Procurado, o Ministério da Justiça informou que “recentemente lançou o Selo Nacional de Responsabilidade Social pelo Trabalho no Sistema Prisional”, e que “as empresas, órgãos públicos e entidades de economia solidária terão até o dia 31 de janeiro para se inscreverem neste primeiro ciclo de concessão do Selo”. Já o Ministério Público Federal afirmou que tem atuação “pontual” no sistema penitenciário estadual, e suas ações são voltadas para o sistema federal. O assessor do procurador-geral de Justiça de São Paulo Paulo José de Palma informou que “o Ministério Público Estadual irá apurar a possível irregularidade em contratos firmados com os detentos”.

“Lógica predatória”

Instituto Ethos, que trabalha com responsabilidade social para empresas, afirmou em relatório que “ainda que existam experiências louváveis [com contratação de presos], a lógica que as preside é essencialmente predatória (…) pois objetivam oferecer pequenos favores aos presos em troca de benefícios maiores para a empresa”. Mais à frente o documento afirma que o barateamento da produção para as empresas ao não remunerar presos de forma justa é tão grande que a Organização Mundial do Comércio “possui rígidas recomendações quanto à prática de dumping por meio da utilização de mão de obra de presidiários para baratear os custos de produção, considerada concorrência desleal”.

Do dinheiro recebido pelos presos que trabalham, uma parte é rateada entre os que executam funções internas e não remuneradas no presídio, como limpeza e manutenção. Parte fica com o Estado e uma parcela maior (cerca de 80%) é destinada à assistência da família. Um pequeno percentual é depositado em banco e pode ser sacado pelo detento após o cumprimento da pena.

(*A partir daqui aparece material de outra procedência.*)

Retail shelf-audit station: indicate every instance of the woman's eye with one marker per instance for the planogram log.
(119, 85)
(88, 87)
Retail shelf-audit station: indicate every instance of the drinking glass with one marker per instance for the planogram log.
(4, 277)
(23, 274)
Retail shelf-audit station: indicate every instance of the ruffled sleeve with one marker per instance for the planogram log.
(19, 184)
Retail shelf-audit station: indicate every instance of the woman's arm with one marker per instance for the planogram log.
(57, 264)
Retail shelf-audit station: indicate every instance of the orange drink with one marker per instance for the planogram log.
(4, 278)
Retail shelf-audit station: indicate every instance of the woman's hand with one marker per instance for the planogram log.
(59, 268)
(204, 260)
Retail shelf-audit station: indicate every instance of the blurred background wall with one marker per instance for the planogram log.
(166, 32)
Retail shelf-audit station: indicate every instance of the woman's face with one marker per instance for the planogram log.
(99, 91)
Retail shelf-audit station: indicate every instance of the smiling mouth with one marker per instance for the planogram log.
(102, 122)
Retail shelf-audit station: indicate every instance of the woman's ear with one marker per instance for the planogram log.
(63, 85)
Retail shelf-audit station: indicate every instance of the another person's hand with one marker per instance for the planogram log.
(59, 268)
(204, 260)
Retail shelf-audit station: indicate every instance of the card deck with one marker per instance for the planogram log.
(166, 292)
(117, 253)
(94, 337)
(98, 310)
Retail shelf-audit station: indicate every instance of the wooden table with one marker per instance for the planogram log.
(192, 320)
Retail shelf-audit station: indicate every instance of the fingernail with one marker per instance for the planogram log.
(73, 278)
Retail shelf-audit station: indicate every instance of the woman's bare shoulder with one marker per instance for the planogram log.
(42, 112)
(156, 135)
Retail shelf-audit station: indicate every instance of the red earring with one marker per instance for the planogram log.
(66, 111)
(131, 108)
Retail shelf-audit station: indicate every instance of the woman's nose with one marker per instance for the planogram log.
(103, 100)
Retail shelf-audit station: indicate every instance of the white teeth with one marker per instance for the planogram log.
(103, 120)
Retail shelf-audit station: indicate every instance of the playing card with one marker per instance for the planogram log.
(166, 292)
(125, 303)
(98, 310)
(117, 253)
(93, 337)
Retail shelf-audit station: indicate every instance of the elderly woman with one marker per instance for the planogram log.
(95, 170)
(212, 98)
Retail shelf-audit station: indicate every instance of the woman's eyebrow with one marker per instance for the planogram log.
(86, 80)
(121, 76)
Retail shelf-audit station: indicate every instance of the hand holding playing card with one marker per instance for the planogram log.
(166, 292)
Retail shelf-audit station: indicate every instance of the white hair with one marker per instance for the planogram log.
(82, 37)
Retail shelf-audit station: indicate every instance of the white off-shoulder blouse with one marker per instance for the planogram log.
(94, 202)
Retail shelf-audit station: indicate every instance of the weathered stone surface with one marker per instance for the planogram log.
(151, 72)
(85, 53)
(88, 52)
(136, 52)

Para Henrique Apolinário, assessor da Conectas, entidade do terceiro setor que trabalha com Direitos Humanos, os órgãos que deveriam fiscalizar a situação trabalhista dos detentos não o fazem. “O preso não tem acesso à Justiça mais básica, muito menos quando envolve questões trabalhistas. É uma situação muito vulnerável”, afirma. Segundo Apolinário, a exploração da mão de obra do preso “é um negócio lucrativo para as empresas, tanto é que o valor mínimo estabelecido de três quartos do salário base já foi estipulado para incentivar o setor privado a utilizar essa forma de trabalho”. Ele destaca ainda que o abuso trabalhista sofrido pelo preso “anda de mãos dadas com a privatização do sistema carcerário”. Como exemplo, o assessor cita Minas Gerais, onde as parcerias público-privadas para construção e administração de penitenciárias mais avançaram no país. O Estado tem a maior porcentagem de sua população encarcerada trabalhando: são 18.889 detentos empregados, ou 30% do total. No entanto, 54% destes presos mineiros não recebem nada, segundo o relatório do Ministério da Justiça.

O assessor da Conectas destaca ainda que dentro do universo de 15% de presos que trabalham, muitos não têm acesso a uma jornada completa, “o que dificulta a remição de pena”. “Em muitos casos o que encontramos nos presídios são trabalhos eventuais, uma ou duas vezes por semana, insuficientes para que ele consiga abater de forma significativa o tempo da pena”, diz.

A baixa remuneração dos detentos chamou a atenção do então procurador-geral da República Rodrigo Janot, que chegou dizer que o valor era um pagamento “extorsivo” para o preso. Em 2015 a PGR entrou com um pedido de liminar no Supremo Tribunal Federal para que fosse feito um reajuste no valor pago aos presos, para que a remuneração base fosse de um salário mínimo. “O trabalho recompensado de forma injusta é substancialmente inútil para os efeitos de qualquer suposto ‘tratamento’ carcerário”, escreveu Janot. O pedido foi negado pelo ministro Luiz Fux, que no entanto destacou em seu parecer a “relevância do tema”. No Senado foi aprovado no final de outubro deste ano um projeto de lei que reforma a Lei de Execução Penal, e, entre outras medidas, atualiza a remuneração dos presos para um salário mínimo. A legislação ainda precisa ser aprovada no plenário da Casa.